El Bosque de las Hadas

          Una suave melodía flotaba en el aire, etérea y pura.  Sonidos vacuos la interrumpían con una cadencia monótona, repetitiva, cansina. Casi parecía ser el golpeteo incesante de una piedra contra el tronco firme de cualquier roble de los que poblaban el tupido bosque. En aquella espesura era difícil encontrar un camino, y más ahora, después de las recientes lluvias de las últimas semanas, que habían hecho crecer todo tipo de maleza. Los zarcillos se alzaban aferrándose a todo lo que tenían alrededor, cubriéndolo todo y dando un aspecto de lo más tétrico a aquél lugar.
           Aún así, la joven muchacha no perdió el aliento, y seguía adelante con una fuerza y una determinación encomiables, a pesar de los muchos arañazos que ahora marcaban sus pantorrillas.  Unos minutos antes, no sabría decir cuántos, había escuchado un grito mientras iba caminando por una senda que bordeaba aquél bosque de robles. Dubitativa, dirigió una tensa mirada al bosque, evaluándolo, juzgando si merecía la pena adentrarse en aquél lugar de viejas y sombrías leyendas, o si era preferible hacer como que no había oído nada. Un segundo aullido, más agudo y apremiante sucedió al primero, y un tercero se escuchó no mucho después. Resignada, exhaló el aire en una lenta vaharada y se adentró en el bosque.
        Había pasado un buen rato desde aquél primer grito, y Sofía empezaba a dudar si había sido un auténtico chillido de terror pidiendo auxilio, o una estratagema para conseguir que se adentrara sola en el bosque. Durante años, su abuela siempre le contó la misma leyenda sobre aquél lugar cuando la acostaba en la cama, y ella aún la recordaba como una aburrida letanía:

          "Hace muchos años, en el Bosque de las Hadas, qué es como se llamaba al viejo bosque de robles que hay en las afueras del pueblo, vivía una vieja mujer a la que llamaban la bruja de las hadas. Al parecer no era de por aquí, y una noche en la que el bosque estaba en llamas y la gente del pueblo fue a apagar el fuego, la encontraron, desmayada en medio de un círculo de fuego. Las lenguas ígneas parecían consumirlo todo, salvo aquél pequeño círculo, dónde el naranja ocaso daba paso al azul celeste. Cuando los aldeanos hubieron extinguido el fuego, los ojos de la mujer se abrieron de par en par. Parecía estar aterrada y repetía un nombre: Emilio.

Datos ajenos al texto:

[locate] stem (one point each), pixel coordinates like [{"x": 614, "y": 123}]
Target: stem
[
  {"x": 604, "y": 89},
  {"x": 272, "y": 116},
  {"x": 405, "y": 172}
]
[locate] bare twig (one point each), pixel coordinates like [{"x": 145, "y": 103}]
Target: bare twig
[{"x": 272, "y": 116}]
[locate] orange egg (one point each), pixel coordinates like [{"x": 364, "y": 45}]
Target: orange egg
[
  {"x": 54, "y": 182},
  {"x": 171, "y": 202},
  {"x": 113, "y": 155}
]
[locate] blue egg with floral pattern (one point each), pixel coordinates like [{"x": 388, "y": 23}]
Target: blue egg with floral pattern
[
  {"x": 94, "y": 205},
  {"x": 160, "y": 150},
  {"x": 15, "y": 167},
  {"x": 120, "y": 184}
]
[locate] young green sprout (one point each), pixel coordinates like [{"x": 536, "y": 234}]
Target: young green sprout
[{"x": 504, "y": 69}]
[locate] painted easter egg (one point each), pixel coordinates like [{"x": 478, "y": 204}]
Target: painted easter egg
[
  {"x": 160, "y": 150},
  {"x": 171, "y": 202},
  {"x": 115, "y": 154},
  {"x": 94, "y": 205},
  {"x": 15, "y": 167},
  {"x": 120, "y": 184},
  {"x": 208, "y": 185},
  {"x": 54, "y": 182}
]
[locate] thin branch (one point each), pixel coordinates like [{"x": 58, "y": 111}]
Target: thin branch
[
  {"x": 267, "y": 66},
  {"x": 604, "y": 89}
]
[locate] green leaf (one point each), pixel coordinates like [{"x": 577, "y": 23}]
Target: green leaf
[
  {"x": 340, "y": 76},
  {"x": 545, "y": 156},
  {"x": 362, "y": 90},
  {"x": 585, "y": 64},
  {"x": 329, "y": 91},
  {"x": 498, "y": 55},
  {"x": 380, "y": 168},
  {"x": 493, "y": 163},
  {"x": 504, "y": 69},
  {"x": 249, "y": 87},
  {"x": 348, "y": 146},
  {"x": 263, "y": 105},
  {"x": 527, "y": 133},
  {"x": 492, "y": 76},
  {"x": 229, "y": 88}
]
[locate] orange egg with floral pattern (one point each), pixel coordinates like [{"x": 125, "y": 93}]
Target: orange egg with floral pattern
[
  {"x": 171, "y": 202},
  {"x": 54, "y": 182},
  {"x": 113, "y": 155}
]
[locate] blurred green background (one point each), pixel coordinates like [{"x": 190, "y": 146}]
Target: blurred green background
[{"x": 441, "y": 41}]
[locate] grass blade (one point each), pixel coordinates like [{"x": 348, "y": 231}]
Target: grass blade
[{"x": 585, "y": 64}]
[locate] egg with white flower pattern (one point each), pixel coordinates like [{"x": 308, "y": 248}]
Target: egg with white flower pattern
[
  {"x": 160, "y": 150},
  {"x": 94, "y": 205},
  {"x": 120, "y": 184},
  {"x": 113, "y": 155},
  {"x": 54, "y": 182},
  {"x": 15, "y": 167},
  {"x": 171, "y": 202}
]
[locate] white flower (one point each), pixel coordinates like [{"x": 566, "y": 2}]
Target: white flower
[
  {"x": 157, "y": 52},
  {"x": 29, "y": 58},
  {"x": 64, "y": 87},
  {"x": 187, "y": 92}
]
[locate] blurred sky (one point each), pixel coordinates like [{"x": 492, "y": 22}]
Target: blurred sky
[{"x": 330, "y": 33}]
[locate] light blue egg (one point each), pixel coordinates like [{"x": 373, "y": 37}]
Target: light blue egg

             Ella tendría unos treinta años en aquél entonces, y la describen como una hermosa mujer, curvilínea y con cabellos áureos que resbalaban sobre sus hombros para llegar hasta su cintura. Pese a la insistencia de los jóvenes de la aldea, y de algún aldeano no tan joven para que los acompañara al pueblo, la misteriosa mujer desechó todas las ofertas y se quedó viviendo allí en mitad de un bosque marchito, rodeada por cenizas y muerte. Con el tiempo, y la ayuda de los jóvenes que querían cortejarla a pesar de lo extraño de su aparición y de su edad, ya que todas las jóvenes se casaban como muy tarde a los veinte años en aquél entonces, construyó una especie de refugio en una cueva , con todas las comodidades que quién vive en un bosque podría encontrar: un lecho de hojas secas, unos tocones que formaban taburetes, y medio tronco recortado toscamente para hacer de mesa. Unos cuencos de barro le servían de platos y vasos, y la única herramienta que jamás poseyó fue una extraña navaja, con una magnífica empuñadura dorada y una hoja negra como el carbón.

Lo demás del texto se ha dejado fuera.